Mondelēz earned that trust slowly, beginning its work with XTEL back in 2018, with Brazil and Mexico launching around 2022. “The first years were dedicated to building the foundations, building the base, acquiring the right footing to generate that trust,” Romero said.
For Calva, accepting imperfection is the starting point, not an excuse. “If we assume our data is perfect, we live in this fairy-tale world where everything is perfect, and it isn’t,” he said. “The first step is to accept the error.” The fix is structural: a cross-functional “four-legged table” of sales, trade marketing, finance, and commercial administration that must work “in conjunction, in communication, consistently.” Without it, he warned, “you’ll have just one of the legs working and throwing the whole process off balance.”
Humans still own the decisions
Even as the discussion turned to agents and an AI-shopping future, Mondelēz drew a firm line. “AI is going to help us make better decisions, but the decision is made right now by a human being,” Calva said. “Better, faster, higher-quality, more informed, of course.
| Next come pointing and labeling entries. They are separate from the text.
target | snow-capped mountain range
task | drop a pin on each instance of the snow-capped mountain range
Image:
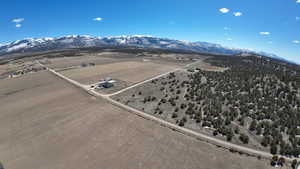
(76, 41)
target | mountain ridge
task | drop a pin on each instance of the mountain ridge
(146, 41)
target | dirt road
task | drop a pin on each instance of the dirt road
(172, 126)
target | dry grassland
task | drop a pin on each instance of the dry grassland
(130, 72)
(46, 123)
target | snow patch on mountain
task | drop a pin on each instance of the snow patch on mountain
(73, 41)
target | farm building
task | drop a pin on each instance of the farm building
(106, 85)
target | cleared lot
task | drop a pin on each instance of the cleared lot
(46, 123)
(130, 72)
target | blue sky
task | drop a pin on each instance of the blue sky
(267, 25)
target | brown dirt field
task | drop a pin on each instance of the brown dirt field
(131, 72)
(58, 63)
(46, 123)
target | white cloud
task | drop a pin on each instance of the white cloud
(296, 41)
(18, 20)
(98, 19)
(264, 33)
(237, 13)
(224, 10)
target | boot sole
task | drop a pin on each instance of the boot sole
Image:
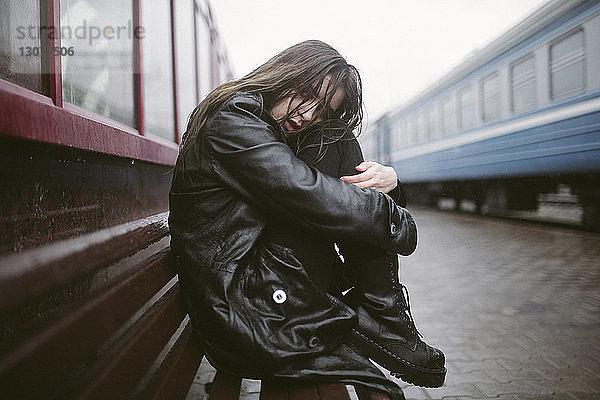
(398, 367)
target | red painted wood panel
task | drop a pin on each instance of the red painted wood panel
(32, 116)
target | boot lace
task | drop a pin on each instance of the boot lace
(407, 311)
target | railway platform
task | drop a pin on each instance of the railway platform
(514, 305)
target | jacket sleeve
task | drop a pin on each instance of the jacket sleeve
(250, 157)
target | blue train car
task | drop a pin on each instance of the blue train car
(520, 118)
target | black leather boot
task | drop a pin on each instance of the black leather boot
(386, 331)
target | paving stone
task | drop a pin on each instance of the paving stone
(456, 390)
(515, 307)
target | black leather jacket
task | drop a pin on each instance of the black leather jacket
(256, 311)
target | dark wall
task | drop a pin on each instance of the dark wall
(49, 192)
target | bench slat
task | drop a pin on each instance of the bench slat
(225, 387)
(48, 357)
(34, 272)
(178, 370)
(127, 363)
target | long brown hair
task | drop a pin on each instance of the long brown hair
(299, 70)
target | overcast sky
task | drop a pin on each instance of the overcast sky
(399, 46)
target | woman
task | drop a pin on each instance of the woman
(258, 312)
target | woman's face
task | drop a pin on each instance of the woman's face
(295, 112)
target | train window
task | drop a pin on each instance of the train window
(466, 102)
(204, 43)
(422, 127)
(411, 129)
(522, 84)
(186, 64)
(98, 74)
(449, 115)
(490, 95)
(567, 66)
(432, 119)
(157, 69)
(20, 45)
But the human is the one who has to be there for decision-making, and a human also owns the data.” That ownership, he added, is built into the governance model: “If you don’t have a process owner, a data owner, you won’t make good decisions either.”
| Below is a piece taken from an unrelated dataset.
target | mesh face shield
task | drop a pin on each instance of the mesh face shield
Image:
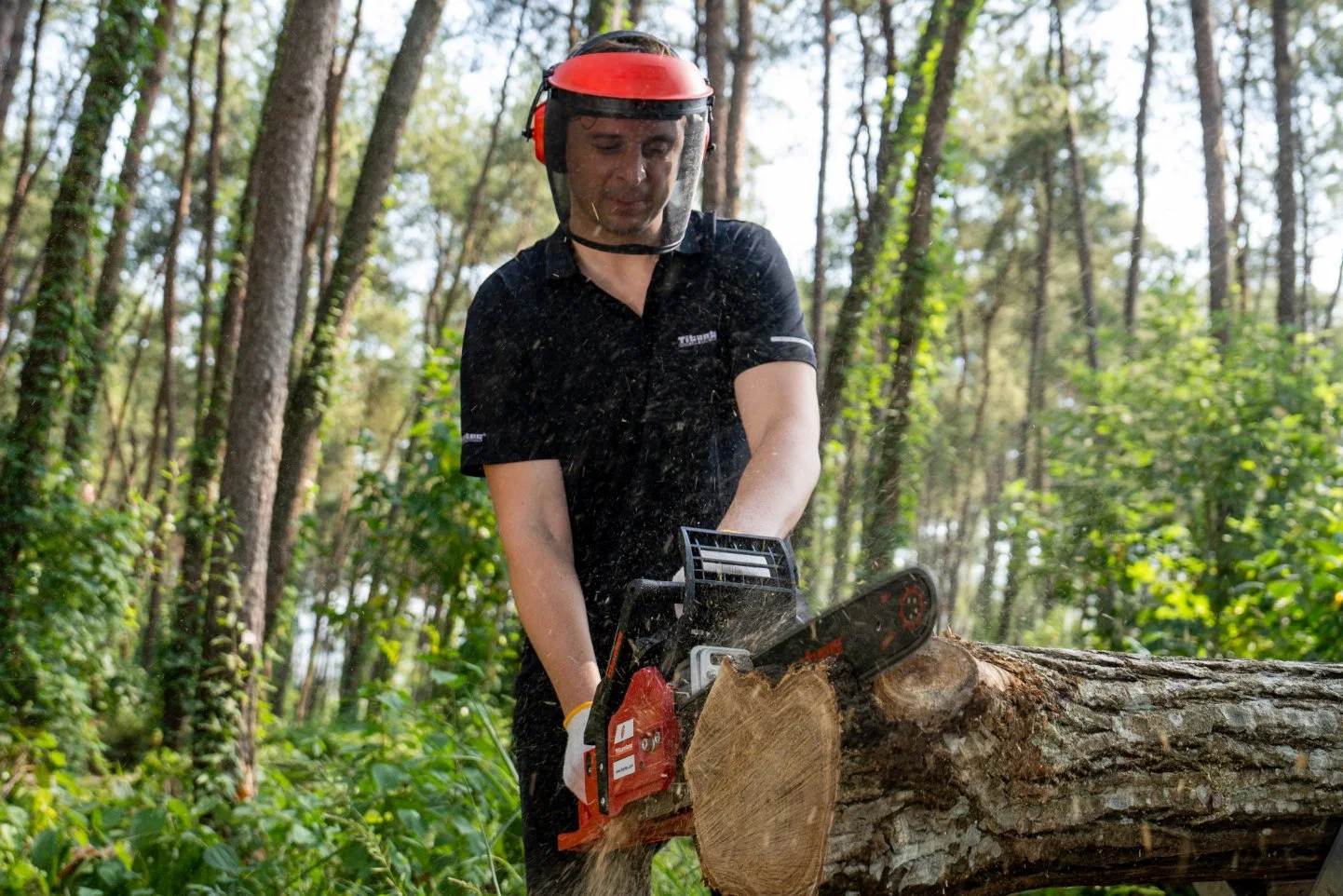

Leadership, the panelists agreed, made that discipline possible by resisting the temptation to scale too soon. When the team prepared to roll its Excel-based template into eight or nine new markets, leadership pushed back, Romero recalled: “You’re in a hurry, I’m not. I’d rather you do it right from the start, with solid foundations.” That patience, he said, “was key, so we didn’t start solving by giving in to the temptation of AI or the temptation of technology, buying for the sake of buying.”
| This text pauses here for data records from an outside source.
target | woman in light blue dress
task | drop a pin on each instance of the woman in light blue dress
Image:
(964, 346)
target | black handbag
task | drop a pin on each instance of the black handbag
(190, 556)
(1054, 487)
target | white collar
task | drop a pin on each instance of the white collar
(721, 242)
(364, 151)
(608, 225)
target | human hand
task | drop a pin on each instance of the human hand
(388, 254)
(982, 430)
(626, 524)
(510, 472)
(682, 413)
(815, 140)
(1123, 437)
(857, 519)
The early returns are encouraging. “We’ve seen very genuine reactions of surprise,” Calva said, describing trade, finance, and sales teams realizing that pouring money into a seasonal product did not double its sales after all. These are, he said, “decisions are now based on data.” It is, as Romero framed the broader journey, “a step in evolution,” one that “takes quite a bit of time to build that trust, and you have to do it with that patience.”
Mondelēz’s approach is a useful reminder that AI value is rarely unlocked by a single model or feature. It is earned through disciplined sequencing: unify the process, tighten governance, raise data confidence, and only then let AI accelerate the decisions that matter. Organizational AI tools must be fast enough to act and transparent enough for people to trust.
Closing Thoughts
Mondelēz’s approach is a useful reminder that AI value is rarely unlocked by a single model or feature. In Mondelēz AI revenue management, it’s earned through disciplined sequencing: clarify the process, strengthen data confidence, and put governance and ownership in place so teams can act on insights at the right moment.